The Peated was one of the three first pure Chichibu single malts launched in 2011, with The First and The Floor Malted, joined since by Chibidaru, matured in quarter casks. This peated whisky is really part of Chichibu’s DNA. Chichibu’s whisky can also be found in Ichiro’s Malt releases that are blends of Chichibu with either Hanyu malt or Kawasaki (another silent distillery Ichiro bought the remaining stock from) grain whisky, or even non-Japanese whisky.

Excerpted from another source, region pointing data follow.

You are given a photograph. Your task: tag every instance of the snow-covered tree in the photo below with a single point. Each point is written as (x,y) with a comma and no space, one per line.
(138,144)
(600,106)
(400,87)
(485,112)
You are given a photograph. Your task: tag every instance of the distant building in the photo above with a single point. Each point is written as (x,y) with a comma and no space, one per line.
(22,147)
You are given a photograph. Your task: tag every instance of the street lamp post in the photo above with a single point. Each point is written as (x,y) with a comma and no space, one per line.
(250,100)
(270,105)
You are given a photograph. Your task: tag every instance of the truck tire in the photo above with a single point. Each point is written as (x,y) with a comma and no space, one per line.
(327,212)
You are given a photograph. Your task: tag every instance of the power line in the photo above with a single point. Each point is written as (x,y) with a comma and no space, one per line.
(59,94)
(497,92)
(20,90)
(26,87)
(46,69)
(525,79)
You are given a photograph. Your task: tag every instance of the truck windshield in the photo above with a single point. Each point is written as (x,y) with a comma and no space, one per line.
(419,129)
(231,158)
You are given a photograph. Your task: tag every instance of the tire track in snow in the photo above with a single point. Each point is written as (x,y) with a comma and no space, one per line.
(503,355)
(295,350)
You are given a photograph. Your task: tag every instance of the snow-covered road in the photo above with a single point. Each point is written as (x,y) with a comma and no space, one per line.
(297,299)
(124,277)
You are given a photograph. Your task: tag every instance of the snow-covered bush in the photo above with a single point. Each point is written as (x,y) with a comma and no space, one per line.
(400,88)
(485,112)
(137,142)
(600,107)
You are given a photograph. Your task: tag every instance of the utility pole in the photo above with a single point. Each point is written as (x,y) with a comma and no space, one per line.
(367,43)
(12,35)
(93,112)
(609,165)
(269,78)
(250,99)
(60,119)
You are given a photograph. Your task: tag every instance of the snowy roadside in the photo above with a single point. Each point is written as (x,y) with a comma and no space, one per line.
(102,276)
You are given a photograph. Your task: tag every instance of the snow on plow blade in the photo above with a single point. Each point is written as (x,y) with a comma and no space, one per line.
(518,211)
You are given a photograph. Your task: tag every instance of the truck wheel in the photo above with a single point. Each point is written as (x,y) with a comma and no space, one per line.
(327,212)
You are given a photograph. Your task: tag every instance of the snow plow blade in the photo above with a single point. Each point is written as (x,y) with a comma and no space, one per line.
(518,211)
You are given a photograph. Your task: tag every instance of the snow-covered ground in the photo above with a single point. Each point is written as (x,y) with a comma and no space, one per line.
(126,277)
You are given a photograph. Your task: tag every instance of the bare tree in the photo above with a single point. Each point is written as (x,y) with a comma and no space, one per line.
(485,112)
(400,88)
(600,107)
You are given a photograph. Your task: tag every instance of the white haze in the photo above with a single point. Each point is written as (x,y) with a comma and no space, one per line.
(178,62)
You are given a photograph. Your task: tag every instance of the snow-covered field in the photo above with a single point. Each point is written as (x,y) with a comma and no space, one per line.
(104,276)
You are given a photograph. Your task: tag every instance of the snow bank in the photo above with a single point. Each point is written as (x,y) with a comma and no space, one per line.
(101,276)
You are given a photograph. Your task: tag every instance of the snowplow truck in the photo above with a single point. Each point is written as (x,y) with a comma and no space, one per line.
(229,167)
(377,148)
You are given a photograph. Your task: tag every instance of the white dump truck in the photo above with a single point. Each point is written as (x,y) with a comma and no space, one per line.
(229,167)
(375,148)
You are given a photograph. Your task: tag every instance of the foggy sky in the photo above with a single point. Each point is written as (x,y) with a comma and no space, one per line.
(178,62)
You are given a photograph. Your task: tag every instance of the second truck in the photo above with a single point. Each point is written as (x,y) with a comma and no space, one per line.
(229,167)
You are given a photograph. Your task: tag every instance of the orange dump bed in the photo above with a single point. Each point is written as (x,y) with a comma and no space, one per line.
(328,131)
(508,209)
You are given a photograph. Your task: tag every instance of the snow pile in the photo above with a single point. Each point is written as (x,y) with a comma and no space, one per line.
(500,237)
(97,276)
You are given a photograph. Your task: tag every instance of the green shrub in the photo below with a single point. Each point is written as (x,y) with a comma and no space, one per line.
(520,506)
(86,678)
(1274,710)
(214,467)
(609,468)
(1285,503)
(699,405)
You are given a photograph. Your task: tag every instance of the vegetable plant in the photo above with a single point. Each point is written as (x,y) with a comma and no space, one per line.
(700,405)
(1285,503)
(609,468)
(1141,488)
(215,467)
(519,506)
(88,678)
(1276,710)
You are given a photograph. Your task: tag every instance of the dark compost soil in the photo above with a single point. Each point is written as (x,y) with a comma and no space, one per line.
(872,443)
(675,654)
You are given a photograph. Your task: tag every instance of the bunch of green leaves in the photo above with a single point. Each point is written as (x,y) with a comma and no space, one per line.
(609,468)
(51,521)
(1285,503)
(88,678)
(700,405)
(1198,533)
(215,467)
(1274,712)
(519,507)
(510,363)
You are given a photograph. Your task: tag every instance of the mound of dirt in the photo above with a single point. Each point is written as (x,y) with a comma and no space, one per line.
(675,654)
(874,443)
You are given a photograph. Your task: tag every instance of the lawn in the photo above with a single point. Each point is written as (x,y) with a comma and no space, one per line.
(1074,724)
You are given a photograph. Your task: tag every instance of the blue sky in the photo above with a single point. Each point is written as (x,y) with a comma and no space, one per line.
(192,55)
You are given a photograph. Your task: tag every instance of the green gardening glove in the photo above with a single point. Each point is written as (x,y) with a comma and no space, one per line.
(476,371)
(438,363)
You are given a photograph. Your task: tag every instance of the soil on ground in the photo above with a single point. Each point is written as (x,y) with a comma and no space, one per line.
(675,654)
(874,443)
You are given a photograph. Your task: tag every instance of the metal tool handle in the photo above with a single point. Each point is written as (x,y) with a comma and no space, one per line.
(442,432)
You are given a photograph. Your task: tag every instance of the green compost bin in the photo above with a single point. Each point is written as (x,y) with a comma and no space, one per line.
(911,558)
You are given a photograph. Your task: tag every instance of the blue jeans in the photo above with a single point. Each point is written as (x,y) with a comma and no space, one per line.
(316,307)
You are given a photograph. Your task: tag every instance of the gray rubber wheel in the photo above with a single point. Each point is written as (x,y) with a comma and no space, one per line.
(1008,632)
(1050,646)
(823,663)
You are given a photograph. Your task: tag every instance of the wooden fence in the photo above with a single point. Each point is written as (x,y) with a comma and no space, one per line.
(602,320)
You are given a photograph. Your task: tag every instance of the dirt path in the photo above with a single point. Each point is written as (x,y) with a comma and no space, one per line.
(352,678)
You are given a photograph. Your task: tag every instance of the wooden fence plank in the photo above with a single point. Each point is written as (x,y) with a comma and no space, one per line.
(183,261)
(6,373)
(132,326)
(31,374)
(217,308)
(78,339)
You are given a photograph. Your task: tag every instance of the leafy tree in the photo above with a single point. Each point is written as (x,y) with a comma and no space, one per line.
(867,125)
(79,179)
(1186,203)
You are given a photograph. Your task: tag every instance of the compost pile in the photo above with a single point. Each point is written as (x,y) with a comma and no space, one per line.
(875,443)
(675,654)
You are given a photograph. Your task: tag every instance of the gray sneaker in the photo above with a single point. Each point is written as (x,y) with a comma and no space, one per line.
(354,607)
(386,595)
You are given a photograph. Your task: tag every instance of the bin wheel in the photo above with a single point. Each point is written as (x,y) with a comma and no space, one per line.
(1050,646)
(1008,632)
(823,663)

The whisky we have here is The Peated 2013-2018, distilled in 2013 and bottled in 2018 for the 10th anniversary of Chichibu distillery (the 10 from the hint). This 5-year-old whisky (the first 5 from the hint) was matured in ex-bourbon casks, giving 11500 bottles at 55.5% (the 3 other 5s from the hint), natural-coloured and obviously unchill filtered. Released initially as far as I can tell at about 200€, it’s now sold at least 300€ in some Italian shops not shipping outside Italy (I guess that’s why they still have stock), and way more on the secondary market.
Colour:
Bright gold but medium colour intensity.
Nose:
Neat, the nose is quite floral at first, with an earthy peat making me think of a bourbon cask matured Ardmore. Hay bales, a few drops of lemon juice, bandages, some vanilla pods and some minerality, like flint maybe. And some petrichor. The alcohol is not really noticeable, you wouldn’t guess the high ABV. Blind, I would have gone for a peated Highland whisky.
Reduction brings mentholated chocolate, a bit more vanilla and it gets more mineral.
Palate:
There’s a thick and mouth-coating mouthfeel. Neat, you taste immediately the earthy peat and the bonfire smoke, with citrus and spices: pepper, chilli and paprika. Mid palate the citrus notes gain some strength, with some popping candy, salted butter and the meatiness of cured ham. The oak is noticeable but not overpowering, but its spices come and go throughout the palate, and play hide-and-seek with chocolate and orchard fruits.
A few drops of water bring some sweetness and delay the arrival of the spices whilst also toning them down a little bit. Some nutty notes appear as well, roasted almond flakes, and coffee mixed with a bit of milk.
Finish:
Hot at first, then the heat fades, leaving oak, chocolate and a bit of pepper on the back of the tongue and palate for a long moment.
Comments:
This Chichibu is quite impressive for its young age. It is quite fiery, but you cannot be but impressed by how good it already is. The nose made me think of an older Ardmore, which is a compliment in my book, while the palate delivers on the promises from the nose and then more. If I had bought a bottle when it was released, it probably would have gone already, as this is very tasty and playful. Now the problem was that it was quite expensive already when it was released, but that’s understandable as Chichibu only produced 53.000 litres of alcohol last year, so this is a very small distillery that cannot dilute its running cost over a gigantic production. And if you missed it at release, then you’re condemned to pay a huge premium now, as the reputation, the rarity, the Japanese origin and speculation made its price skyrocket. So was it worth RRP? Yes. At its current value? Not for me, but not because of its quality. Because of the stupid price it is at now.